Objective. The aim of this research was to investigate spontaneous associative flows at rest in the context of left or right-sided compression of the hippocampal area.
Study Participants. The research involved 16 patients with benign meningiomas that mildly compress the medio-basal regions of the temporal lobe in the area of the hippocampus. The mean age was 47.5 years (SD = 8.3; 12 females; all participants were right-handed). One group comprised 9 patients diagnosed with left-sided tumor location (referred to as “grLS”), while the other group included 7 patients with right-sided tumor location (“grRS”). The groups were comparable in terms of morphometric characteristics of the tumors, degree of hemisphere compression, and socio-demographic factors.
Methods. The study consisted of two sessions at rest, each lasting 3 minutes. Prior to each session, the patient listened to a voice record of a modulating instruction. Immediately after the session, the patient gave a spontaneous narrative and a structured interview about spontaneous associations during rest. The entire conversation was recorded and subsequently transcribed into text format.

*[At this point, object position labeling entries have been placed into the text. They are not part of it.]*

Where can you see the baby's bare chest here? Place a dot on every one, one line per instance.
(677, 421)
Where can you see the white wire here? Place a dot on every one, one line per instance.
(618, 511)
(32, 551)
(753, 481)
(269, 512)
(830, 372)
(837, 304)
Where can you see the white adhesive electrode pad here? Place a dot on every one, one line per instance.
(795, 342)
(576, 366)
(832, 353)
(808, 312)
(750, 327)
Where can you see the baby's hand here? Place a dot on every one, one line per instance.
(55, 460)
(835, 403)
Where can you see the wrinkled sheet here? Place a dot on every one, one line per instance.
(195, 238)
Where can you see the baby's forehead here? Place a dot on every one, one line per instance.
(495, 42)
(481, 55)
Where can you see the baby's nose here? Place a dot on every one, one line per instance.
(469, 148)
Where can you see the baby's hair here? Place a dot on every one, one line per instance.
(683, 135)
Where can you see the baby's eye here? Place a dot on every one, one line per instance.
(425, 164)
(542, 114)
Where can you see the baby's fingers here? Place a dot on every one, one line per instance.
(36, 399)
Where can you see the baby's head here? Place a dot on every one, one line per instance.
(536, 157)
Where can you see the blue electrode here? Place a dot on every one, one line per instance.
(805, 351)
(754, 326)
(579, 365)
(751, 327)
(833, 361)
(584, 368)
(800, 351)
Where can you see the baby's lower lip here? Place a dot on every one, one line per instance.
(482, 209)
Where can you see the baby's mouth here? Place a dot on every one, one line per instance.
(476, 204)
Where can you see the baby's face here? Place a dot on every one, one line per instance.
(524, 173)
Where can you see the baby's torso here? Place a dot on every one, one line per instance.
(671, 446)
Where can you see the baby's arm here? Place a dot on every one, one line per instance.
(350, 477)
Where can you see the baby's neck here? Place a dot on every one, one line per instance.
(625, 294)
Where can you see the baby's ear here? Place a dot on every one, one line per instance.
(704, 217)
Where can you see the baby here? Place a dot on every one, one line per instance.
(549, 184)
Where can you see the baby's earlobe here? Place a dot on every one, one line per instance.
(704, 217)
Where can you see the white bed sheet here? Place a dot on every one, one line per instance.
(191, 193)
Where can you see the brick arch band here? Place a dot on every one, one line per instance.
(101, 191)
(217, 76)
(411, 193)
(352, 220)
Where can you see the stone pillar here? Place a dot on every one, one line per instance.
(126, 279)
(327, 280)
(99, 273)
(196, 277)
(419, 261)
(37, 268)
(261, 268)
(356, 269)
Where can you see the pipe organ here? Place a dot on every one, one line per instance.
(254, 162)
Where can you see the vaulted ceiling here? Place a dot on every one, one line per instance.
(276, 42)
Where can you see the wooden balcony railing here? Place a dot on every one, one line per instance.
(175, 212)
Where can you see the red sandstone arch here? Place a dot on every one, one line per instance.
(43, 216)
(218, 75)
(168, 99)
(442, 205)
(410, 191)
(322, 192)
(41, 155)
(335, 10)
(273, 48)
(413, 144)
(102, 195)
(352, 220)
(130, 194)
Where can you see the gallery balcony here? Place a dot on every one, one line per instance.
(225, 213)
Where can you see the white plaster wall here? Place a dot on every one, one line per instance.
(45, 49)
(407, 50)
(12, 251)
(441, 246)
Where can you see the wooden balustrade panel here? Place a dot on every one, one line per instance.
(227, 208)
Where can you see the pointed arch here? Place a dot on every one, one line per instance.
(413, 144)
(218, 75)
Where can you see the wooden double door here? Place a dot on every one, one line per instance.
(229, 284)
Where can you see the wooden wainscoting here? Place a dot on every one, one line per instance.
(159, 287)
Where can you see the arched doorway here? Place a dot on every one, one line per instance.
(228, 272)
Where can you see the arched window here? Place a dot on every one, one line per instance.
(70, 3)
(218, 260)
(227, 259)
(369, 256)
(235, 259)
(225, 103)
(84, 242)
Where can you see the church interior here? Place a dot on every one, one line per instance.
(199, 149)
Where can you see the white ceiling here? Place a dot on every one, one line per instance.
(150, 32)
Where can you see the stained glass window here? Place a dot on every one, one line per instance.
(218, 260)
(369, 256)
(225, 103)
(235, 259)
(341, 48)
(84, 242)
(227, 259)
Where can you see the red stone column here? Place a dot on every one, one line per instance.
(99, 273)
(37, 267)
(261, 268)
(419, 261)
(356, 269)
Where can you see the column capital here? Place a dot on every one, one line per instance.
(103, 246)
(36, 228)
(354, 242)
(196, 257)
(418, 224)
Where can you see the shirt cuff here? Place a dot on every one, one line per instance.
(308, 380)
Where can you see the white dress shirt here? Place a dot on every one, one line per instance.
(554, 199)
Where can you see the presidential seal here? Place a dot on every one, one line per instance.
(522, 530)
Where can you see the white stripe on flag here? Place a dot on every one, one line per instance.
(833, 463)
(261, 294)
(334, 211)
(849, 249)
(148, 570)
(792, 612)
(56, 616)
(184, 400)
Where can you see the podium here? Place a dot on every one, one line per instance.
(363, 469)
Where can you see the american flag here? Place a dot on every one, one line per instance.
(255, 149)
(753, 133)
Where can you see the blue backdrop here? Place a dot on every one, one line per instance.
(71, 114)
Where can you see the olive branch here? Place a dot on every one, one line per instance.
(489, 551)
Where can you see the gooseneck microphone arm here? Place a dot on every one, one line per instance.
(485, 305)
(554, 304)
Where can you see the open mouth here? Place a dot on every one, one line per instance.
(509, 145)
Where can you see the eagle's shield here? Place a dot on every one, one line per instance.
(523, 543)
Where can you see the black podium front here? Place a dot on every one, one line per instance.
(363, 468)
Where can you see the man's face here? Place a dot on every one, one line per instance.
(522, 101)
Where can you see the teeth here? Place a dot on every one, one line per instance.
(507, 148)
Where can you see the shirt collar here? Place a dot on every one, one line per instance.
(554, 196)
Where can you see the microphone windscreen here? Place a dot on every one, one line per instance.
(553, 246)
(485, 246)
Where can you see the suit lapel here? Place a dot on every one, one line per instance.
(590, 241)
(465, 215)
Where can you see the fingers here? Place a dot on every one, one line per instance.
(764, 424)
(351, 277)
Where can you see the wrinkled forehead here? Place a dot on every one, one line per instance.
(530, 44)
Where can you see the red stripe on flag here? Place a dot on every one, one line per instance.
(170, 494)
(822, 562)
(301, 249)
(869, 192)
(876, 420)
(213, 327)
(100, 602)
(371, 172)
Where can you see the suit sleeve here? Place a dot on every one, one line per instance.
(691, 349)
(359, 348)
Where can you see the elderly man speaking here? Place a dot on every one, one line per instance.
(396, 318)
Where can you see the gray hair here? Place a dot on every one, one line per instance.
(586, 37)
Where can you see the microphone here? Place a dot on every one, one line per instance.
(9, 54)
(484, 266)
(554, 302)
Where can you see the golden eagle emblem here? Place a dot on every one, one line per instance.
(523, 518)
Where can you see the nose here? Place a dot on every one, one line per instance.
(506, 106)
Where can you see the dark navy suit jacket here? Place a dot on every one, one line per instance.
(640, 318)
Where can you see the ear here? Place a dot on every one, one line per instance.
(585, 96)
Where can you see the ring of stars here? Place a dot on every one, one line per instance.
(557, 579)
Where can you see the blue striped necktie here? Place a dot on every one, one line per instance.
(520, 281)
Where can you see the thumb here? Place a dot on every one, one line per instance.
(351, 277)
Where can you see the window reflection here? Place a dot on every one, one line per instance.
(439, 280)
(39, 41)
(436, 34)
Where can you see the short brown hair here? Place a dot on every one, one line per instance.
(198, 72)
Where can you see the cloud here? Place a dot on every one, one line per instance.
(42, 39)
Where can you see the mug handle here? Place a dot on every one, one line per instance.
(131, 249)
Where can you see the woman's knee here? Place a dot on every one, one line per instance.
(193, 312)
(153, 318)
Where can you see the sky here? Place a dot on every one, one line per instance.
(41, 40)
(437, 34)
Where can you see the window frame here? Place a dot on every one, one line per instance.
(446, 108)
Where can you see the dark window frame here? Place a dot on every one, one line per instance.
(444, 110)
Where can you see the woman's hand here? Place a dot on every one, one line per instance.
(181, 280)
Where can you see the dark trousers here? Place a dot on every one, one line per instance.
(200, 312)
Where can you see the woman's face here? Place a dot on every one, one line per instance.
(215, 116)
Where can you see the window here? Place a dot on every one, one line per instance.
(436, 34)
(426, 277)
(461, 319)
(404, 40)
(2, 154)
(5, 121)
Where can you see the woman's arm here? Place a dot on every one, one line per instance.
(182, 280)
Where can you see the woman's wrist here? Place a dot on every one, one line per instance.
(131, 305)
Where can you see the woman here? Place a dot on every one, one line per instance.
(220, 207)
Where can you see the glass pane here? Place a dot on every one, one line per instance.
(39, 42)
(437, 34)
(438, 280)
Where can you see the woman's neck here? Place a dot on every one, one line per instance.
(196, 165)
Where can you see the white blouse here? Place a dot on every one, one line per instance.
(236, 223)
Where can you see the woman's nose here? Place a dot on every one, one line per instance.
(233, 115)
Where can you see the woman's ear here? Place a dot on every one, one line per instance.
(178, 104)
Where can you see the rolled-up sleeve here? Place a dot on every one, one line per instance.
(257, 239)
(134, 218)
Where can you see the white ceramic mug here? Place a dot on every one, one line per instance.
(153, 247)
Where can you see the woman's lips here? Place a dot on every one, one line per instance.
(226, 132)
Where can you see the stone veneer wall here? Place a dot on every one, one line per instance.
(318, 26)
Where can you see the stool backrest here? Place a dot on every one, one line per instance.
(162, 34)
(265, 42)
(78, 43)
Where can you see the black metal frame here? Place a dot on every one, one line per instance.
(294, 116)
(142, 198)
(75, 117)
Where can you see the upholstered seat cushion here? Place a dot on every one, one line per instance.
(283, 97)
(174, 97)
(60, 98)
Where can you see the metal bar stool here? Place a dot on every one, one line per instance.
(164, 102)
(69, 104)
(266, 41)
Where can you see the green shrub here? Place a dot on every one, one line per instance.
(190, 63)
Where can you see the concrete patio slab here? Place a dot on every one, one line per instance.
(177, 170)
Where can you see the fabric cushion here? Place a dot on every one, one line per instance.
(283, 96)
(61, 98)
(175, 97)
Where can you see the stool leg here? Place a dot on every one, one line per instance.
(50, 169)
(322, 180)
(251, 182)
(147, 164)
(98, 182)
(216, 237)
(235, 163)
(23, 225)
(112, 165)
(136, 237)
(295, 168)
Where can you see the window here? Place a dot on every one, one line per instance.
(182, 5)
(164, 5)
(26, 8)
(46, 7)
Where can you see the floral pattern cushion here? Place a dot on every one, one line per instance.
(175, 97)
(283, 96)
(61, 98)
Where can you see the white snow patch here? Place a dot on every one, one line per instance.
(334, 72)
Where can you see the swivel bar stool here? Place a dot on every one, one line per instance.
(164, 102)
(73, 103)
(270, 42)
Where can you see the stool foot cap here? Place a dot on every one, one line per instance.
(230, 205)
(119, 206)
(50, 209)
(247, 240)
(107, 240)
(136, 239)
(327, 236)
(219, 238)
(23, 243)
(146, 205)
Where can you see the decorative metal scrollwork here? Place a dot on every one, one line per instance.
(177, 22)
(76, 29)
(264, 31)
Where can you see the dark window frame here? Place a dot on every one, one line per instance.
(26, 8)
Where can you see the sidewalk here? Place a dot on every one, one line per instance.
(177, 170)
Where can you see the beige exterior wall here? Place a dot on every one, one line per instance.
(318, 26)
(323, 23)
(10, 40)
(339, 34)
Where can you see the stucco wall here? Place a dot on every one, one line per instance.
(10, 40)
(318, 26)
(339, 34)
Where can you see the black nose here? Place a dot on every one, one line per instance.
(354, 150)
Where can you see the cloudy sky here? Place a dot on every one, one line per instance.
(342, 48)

Results. Spontaneous associative flows had lateral specificity. In cases of left hemisphere compression, spontaneous thoughts, emotions, and memories were typically linked to the awareness of the moment of their formation, associated with specific events, and had a conscious border with fantasy plots. With right hemisphere compression, the flow was less controllable, associations were related to generalized memories, in which one’s own experience was mixed with information from any other sources and fantasy elements, and transitions had no boundaries. In the left hemisphere group (grLS), associations were predominantly visual and verbal in nature, whereas in the right hemisphere group (grRS), polymodal flows were recorded.
Conclusions. When the right hemisphere is compressed, the flow of associations is poorly controlled, transitions between real and fantasy elements have no boundaries, being combined in the same plot. When the left hemisphere is compressed, memories, as a rule, are tied to specific episodes of one’s own experience, the arbitrariness component is more pronounced in them, and the flow elements have conscious boundaries.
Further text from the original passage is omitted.